When I’m alone like this, away from my family, it’s so much easier to think. I don’t know how Holden stood it so long at Pencey or the other boarding schools he was farmed out to by his parents. With kids like Ackley and Stradlater coming in and out of his room all the time, using his stuff and interrupting him, even when he’s in the john. Privacy’s pretty important to me. If the only way out was to not write the assigned papers and to not pass the tests, I might have done the same thing.

I don’t want you to think I’m a nutcase or anything, but out on the river by myself is where I have my best conversations with Holden. He knows how it feels to be on the outside of everything. After he read Isak Dinesen on exploring Africa, he wanted to call the author up and talk. I understand that completely. I wish I could call Holden right now.

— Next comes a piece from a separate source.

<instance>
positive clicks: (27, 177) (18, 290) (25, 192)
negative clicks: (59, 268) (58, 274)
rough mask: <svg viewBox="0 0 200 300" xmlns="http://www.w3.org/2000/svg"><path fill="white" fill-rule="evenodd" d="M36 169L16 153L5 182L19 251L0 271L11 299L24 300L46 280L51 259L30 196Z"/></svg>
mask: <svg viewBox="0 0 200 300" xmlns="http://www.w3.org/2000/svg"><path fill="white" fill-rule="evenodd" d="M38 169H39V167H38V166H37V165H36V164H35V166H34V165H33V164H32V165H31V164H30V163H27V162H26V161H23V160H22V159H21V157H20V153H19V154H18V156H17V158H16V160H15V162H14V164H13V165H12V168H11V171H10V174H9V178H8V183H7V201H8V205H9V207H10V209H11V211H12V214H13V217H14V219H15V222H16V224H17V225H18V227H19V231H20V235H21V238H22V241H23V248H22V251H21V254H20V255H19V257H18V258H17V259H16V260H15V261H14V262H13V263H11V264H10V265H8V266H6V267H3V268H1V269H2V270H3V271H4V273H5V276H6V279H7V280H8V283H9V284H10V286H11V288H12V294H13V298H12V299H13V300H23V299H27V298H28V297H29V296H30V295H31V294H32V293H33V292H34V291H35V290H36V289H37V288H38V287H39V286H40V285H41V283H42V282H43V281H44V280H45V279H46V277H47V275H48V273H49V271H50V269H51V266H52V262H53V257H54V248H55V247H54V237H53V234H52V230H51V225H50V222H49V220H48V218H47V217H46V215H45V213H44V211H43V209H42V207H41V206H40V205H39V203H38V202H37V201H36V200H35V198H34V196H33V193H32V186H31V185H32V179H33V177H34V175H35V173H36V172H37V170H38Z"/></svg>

Mack’s an okay friend, but he doesn’t like to read and he doesn’t always tell the truth. He exaggerates to make stuff sound more exciting. It’s not that I mind so much. Even when he won’t admit it, I know when he’s stretching things. I mean, it’s not okay that he does that. It’s a character flaw he needs to get past. I stopped leaving my chewing gum on the bedpost when I was nine. Ha-ha.

Dad says people usually grow out of bad habits like they grow out of clothes. Things happen to make them see how destructive the habit is. Either way bad habits definitely get in the way of what’s important. They can hold you back. That’s Dad talking. I’m the first one to admit I have a few bad habits. I’m definitely obsessed with Meredith, but at least it’s not girls in general anymore. I’m antisocial. Not that I don’t like being with people. It’s certain people I can’t be in the same room with. You’d think I could focus on their good traits and ignore the lousy ones. I’ve tried, but faking it would be worse, in my mind.

Holden has plenty of bad habits and he knows it too. He wants to be a regular guy so much that he puts up with jerks. He doesn’t want anyone telling him he has to do something. He has trouble when it comes to priorities. That’s one of the problems I used to have, but not anymore. The Disease really cuts to the chase.

Not that he’d admit it, but Holden’s working through the honesty thing too. Personally I think he almost has it right. Being honest with other people if it means you’re going to hurt their feelings is not always necessary, but being honest about some things is crucial. Like, if Meredith didn’t know about my being sick, I’d have to tell her before we slept together. This is all hypothetical, now. I’m talking it through with myself. It wouldn’t be fair to her. She ought to be able to choose before she commits, if a guy she’s serious about might not be around to take her to the senior prom, that kind of thing.